The evidence of data
I spend much of my working day talking about data, which is not surprising as I work in the cloud data services industry! However, with the pandemic and the need to support working from home, it seems that not only the industry, but the rest of the world has started talking about data too.
In the UK, we have had months of scientists referring to data about the coronavirus pandemic and making predictions on infection rates and the resulting impact on our health service. We have had senior government officials stating that decisions of national importance will be made on the “evidence of the data”. It has got to the point where almost every news bulletin has an endless stream of graphs and other data points – seemingly to reinforce this point.
The UK Government has also recently published a consultation paper in the form of the National Data Strategy. This talks about the goals of the government to foster an ambitious, pro-growth strategy that drives the UK to build a world-leading data economy. Similarly, the Department of Health and Social Care (DHSC) has stated that improving data collection within the NHS would help staff improve patient care and improve efficiency.
Many people are happy to accept that data is now shaping our lives in this way and willingly agree to the terms of service that appear fleetingly as they download a new app, accepting that their data may be used for commercial purposes because they value the service or capability that a particular app or on-line service provides. However there is also a general heightened awareness of the potential for personal data to be obtained via ransomware and broader cyber security threats. This requires us all to find an acceptable balance between risk and opportunity – a task which is made ever harder by the increasingly sophisticated nature of these threats and the growing value attributed to electronic information.
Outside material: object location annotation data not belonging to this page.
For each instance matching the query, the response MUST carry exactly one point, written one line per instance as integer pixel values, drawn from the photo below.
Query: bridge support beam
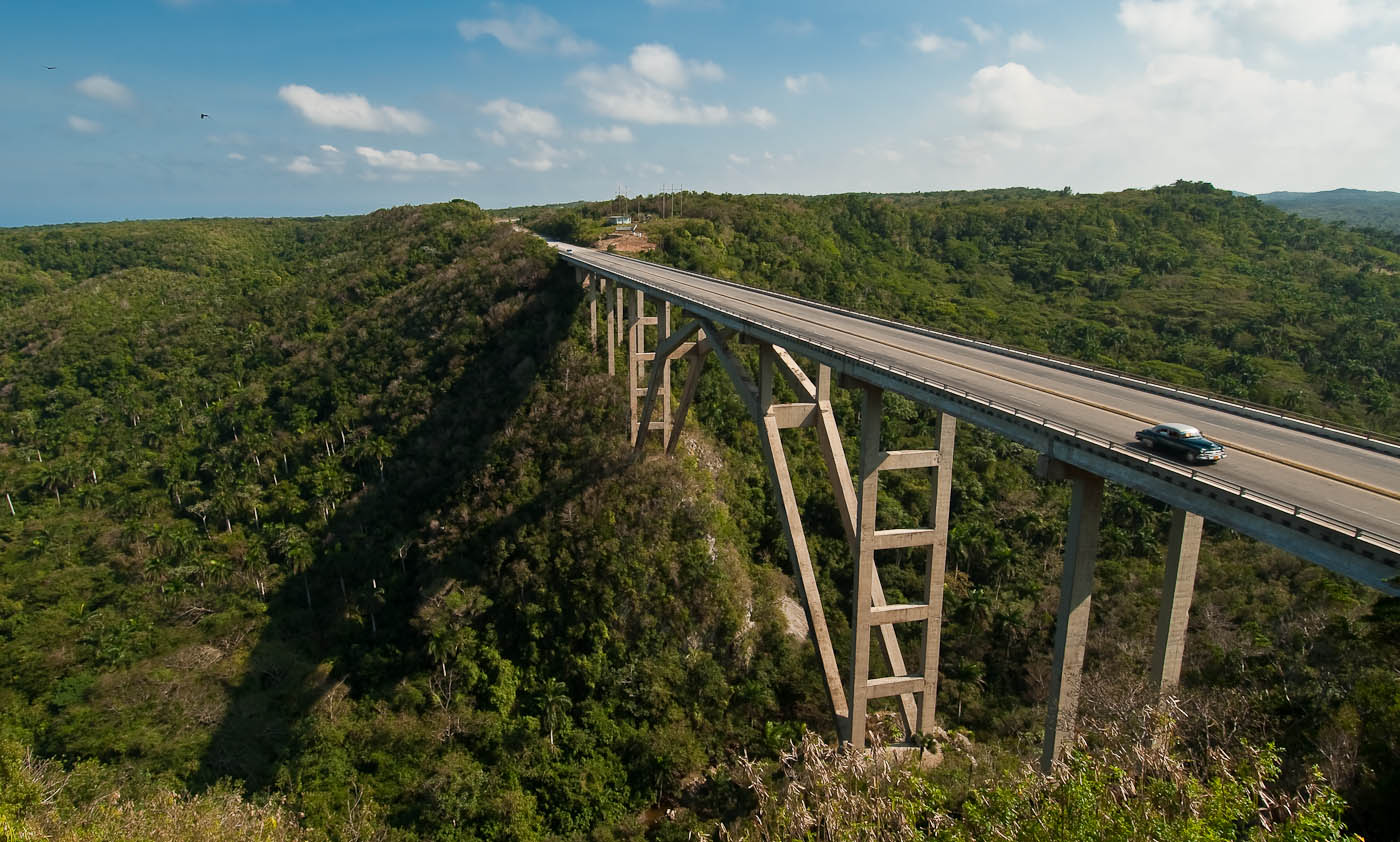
(1182, 551)
(1071, 629)
(590, 282)
(870, 608)
(613, 297)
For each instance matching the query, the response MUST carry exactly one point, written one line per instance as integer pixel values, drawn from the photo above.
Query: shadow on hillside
(368, 565)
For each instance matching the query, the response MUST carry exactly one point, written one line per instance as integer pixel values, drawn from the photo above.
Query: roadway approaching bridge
(1327, 495)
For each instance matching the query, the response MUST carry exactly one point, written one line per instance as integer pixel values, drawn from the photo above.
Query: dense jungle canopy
(328, 528)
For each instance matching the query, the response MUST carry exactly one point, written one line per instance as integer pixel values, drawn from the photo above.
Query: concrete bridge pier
(1071, 628)
(1179, 583)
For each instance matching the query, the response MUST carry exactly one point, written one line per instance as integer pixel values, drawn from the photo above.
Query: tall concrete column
(613, 299)
(1183, 548)
(592, 307)
(872, 406)
(634, 342)
(662, 334)
(1071, 629)
(935, 570)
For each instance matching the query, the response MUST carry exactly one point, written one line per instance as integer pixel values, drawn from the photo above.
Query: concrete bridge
(1322, 492)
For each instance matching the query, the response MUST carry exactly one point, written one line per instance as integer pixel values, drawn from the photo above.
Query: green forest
(328, 528)
(1360, 209)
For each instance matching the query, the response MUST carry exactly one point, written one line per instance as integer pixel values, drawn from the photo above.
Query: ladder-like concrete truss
(697, 339)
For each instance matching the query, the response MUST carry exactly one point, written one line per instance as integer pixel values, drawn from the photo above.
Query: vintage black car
(1183, 442)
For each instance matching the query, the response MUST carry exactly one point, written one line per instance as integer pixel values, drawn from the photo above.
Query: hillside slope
(1360, 209)
(339, 509)
(326, 503)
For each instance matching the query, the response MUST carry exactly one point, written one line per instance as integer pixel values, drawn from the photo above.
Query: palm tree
(556, 704)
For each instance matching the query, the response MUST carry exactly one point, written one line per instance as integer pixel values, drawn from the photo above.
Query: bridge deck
(1319, 489)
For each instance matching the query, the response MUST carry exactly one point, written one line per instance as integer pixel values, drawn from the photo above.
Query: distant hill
(1360, 209)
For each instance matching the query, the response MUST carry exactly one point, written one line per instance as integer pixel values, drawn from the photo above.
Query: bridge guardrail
(1277, 503)
(1304, 423)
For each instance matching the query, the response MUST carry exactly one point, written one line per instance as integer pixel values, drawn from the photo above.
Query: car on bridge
(1183, 442)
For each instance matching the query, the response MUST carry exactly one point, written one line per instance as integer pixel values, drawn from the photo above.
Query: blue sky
(346, 107)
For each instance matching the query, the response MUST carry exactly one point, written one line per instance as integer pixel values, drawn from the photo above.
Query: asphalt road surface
(1341, 481)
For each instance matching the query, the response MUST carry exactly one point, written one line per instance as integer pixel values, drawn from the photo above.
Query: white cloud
(882, 152)
(521, 119)
(613, 135)
(406, 161)
(528, 31)
(623, 95)
(83, 125)
(1193, 116)
(303, 166)
(105, 88)
(1025, 42)
(1171, 24)
(759, 116)
(350, 111)
(661, 65)
(979, 32)
(543, 159)
(794, 28)
(1011, 97)
(1197, 25)
(804, 81)
(935, 44)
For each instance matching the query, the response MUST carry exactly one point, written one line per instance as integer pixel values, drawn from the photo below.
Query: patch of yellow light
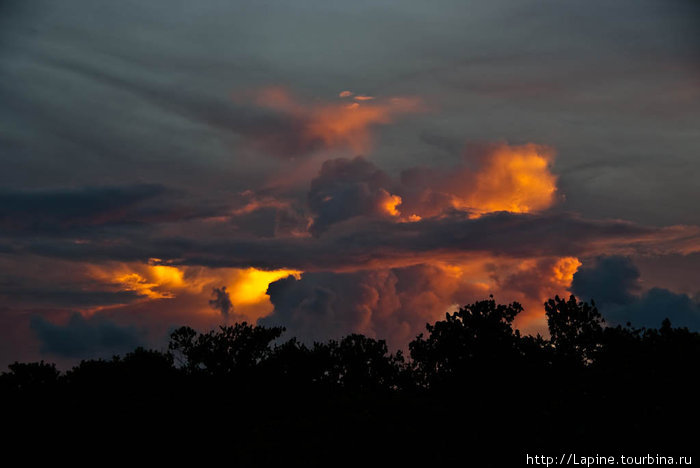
(564, 270)
(250, 285)
(515, 179)
(390, 203)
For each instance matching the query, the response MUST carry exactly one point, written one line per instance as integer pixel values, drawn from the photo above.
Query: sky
(339, 167)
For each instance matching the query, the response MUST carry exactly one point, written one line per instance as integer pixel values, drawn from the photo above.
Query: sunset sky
(341, 167)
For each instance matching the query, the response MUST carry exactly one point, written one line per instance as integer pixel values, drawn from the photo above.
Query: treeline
(470, 382)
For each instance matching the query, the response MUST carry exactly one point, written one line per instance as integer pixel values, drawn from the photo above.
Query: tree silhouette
(477, 339)
(575, 329)
(231, 349)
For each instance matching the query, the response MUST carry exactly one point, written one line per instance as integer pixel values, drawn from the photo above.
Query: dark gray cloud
(393, 304)
(613, 282)
(346, 188)
(609, 280)
(62, 209)
(358, 243)
(84, 337)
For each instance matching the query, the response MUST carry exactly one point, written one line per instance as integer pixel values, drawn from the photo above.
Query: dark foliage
(472, 383)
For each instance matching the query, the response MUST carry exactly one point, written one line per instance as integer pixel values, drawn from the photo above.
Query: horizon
(341, 168)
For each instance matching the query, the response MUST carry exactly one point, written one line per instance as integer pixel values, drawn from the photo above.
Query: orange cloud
(513, 178)
(335, 125)
(246, 286)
Data makes all the difference – but how?
The dialogue around data is now much more of a business-led rather than technology-led discussion. How can we use data to save on costs or improve our service to customers? Can we use artificial intelligence or machine learning to harness the hidden value of our data to gain competitive advantage? How can we protect our intellectual property and personally identifiable data against theft to avoid reputational damage and risk of financial penalties? All this is set against the context of organisations exploring how the cloud and data-intensive computing can improve service levels and agility whilst removing the burden of legacy technical debt.
In the public sector, there are also growing calls for data to be shared more effectively within and between government agencies to improve service for citizens and businesses. Indeed, the Data Saves Lives whitepaper published in June 2021, states that “data made all the difference” in combatting the coronavirus pandemic and one senses a desire across government to continue in this vein going forward. The paper sets out fundamental principles ls and a mandate for the Secretary of State for Health and Social Care to define how data should be collected and stored and how that data will flow through the system in a usable way and when and how it should be accessed.
However, one fundamental question keeps cropping up in my mind when I hear and read about such topics: Do we have a common understanding of what it meant by the term “data?”
IT professionals often talk about storage efficiency, data protection, uptime and availability – words which do not crop up in these more business-led strategic conversations. This has led me to conclude that these conversations are more generically talking about “information”. Whereas data is measured in bits and bytes that do not carry any specific meaning, information is presented in meaningful context and in way that is useful for decision-making. More pertinently, information depends on data, but data does not depend on information.
So where does this leave us?
Firstly, context is all important when referring to data. We need to be sensitive to the fact that different individuals and organisations have different terms of reference for their use of the word and so we need to check understanding when commencing a conversation about data. As IT professionals we should relish the fact that the world at large is more reliant on the services we architect and deliver, but they rightly care little about how these services are built and run. What they care about is having access to the information they require to make effective decisions – our job is to orchestrate the underlying infrastructure and data services to deliver the required data in such a way that it can be presented as information via the customer’s preferred application suite.
Secondly, accept that data sharing will be increasingly commonplace in the future and that new access control and security methods will be required to maintain control across increasingly complex hybrid cloud ecosystems. Consider how immutable copies of data can be used to achieve these goals without introducing additional risk and how storage-efficient technologies such as cloning can avoid the need to create multiple copies of data to avoid waste.
Thirdly and most importantly, we should think about building a data fabric. This presents the opportunity to “decouple” the dependences between applications, data centres and the underlying storage, freeing us to think more holistically about how we manage the entire lifecycle of data. Done well, it provides greater protection against cyber security threats and allows a “zero trust” model to be introduced to safeguard against wider data loss. It will enable individuals and organisations to maintain control of their data by capitalising on the power and flexibility of the public cloud, and so accelerate their data-driven future.